The need for a serological diagnostic tool has been increasing substantially as the public health community seeks to understand the true burden of pertussis. The anti-PT IgG assay is an ideal complement to culture and PCR to determine infection in the later phases of disease and in adolescents and adults who do not display typical pertussis symptoms. The late nature of reporting is the primary reason that outbreak investigations are often retrospective and dependent on serological testing for confirmation. Given recent initiatives to improve Tdap vaccination in adolescents and adults, clarifying confounding interpretations of serological results is crucial.
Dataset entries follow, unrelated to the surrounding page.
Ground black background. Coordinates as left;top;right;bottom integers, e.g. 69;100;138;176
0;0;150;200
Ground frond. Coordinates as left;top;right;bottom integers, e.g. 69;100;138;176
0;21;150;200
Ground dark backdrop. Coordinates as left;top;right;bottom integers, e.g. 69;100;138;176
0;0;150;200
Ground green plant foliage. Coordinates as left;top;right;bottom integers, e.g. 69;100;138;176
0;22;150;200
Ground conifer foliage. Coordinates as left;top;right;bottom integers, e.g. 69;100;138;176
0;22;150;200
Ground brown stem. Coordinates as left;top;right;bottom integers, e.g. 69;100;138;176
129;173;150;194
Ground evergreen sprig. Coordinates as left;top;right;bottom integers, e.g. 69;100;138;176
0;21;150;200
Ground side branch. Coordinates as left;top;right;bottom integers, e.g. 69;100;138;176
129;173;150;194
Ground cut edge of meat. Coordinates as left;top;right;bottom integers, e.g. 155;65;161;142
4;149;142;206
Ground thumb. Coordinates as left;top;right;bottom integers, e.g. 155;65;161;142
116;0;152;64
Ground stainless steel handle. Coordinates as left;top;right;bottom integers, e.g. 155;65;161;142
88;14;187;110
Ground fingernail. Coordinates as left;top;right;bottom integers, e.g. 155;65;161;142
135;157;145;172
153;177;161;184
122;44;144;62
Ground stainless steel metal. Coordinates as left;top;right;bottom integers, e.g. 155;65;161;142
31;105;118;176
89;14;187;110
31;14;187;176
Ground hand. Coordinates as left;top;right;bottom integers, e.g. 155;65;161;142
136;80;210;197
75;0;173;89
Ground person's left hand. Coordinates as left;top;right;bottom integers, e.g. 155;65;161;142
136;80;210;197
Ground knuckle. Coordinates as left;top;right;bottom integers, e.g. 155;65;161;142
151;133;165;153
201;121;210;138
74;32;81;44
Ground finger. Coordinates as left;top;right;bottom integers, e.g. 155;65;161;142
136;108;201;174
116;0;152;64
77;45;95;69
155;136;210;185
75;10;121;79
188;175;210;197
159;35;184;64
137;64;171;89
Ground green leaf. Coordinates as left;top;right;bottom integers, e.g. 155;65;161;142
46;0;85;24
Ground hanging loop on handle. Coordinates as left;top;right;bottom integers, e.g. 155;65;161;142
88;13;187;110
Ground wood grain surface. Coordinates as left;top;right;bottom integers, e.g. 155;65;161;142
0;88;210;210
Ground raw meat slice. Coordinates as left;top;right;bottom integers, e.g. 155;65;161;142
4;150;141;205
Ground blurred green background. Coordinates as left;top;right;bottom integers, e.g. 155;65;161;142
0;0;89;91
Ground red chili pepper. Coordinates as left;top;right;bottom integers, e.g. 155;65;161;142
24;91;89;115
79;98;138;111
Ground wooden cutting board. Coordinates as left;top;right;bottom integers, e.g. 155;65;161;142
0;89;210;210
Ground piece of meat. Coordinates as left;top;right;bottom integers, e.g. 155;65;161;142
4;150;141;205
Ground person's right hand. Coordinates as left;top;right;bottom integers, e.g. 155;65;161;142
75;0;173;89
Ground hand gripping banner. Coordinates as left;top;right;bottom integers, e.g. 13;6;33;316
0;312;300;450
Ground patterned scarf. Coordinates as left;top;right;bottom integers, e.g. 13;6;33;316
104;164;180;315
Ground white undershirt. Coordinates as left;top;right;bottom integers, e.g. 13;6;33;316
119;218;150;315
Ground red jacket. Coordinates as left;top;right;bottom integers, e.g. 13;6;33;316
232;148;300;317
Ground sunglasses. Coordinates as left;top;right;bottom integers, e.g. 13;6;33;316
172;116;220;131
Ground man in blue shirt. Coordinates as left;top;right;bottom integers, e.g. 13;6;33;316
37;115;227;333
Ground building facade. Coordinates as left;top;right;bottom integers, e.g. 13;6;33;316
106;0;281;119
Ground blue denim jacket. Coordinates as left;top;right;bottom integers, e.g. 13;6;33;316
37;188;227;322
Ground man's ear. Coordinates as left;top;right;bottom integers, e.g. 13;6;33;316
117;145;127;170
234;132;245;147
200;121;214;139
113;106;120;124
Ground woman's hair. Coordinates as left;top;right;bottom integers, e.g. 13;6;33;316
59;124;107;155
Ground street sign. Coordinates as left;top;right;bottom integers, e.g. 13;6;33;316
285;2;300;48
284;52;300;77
In summary, our study predicts that the anti-PT IgG ELISA will remain useful for the measurement of PT antibody levels in Tdap-vaccinated patients beginning as early as 75 days postvaccination. Certainly by 6 months postvaccination, predicted antibody levels of vaccinated adult populations fell far below the diagnostic cutoff, making interference with serodiagnosis interpretation quite unlikely. For epidemiological studies and as part of a public health response, public health laboratories may use this ELISA for pertussis diagnostics regardless of vaccination history. Clinicians managing individual patients should maintain a more comprehensive approach to diagnosing pertussis in a recently vaccinated person, considering symptoms and the appropriateness of other diagnostic tools, but should feel confident using this serologic test if vaccination has occurred more than 6 months previously.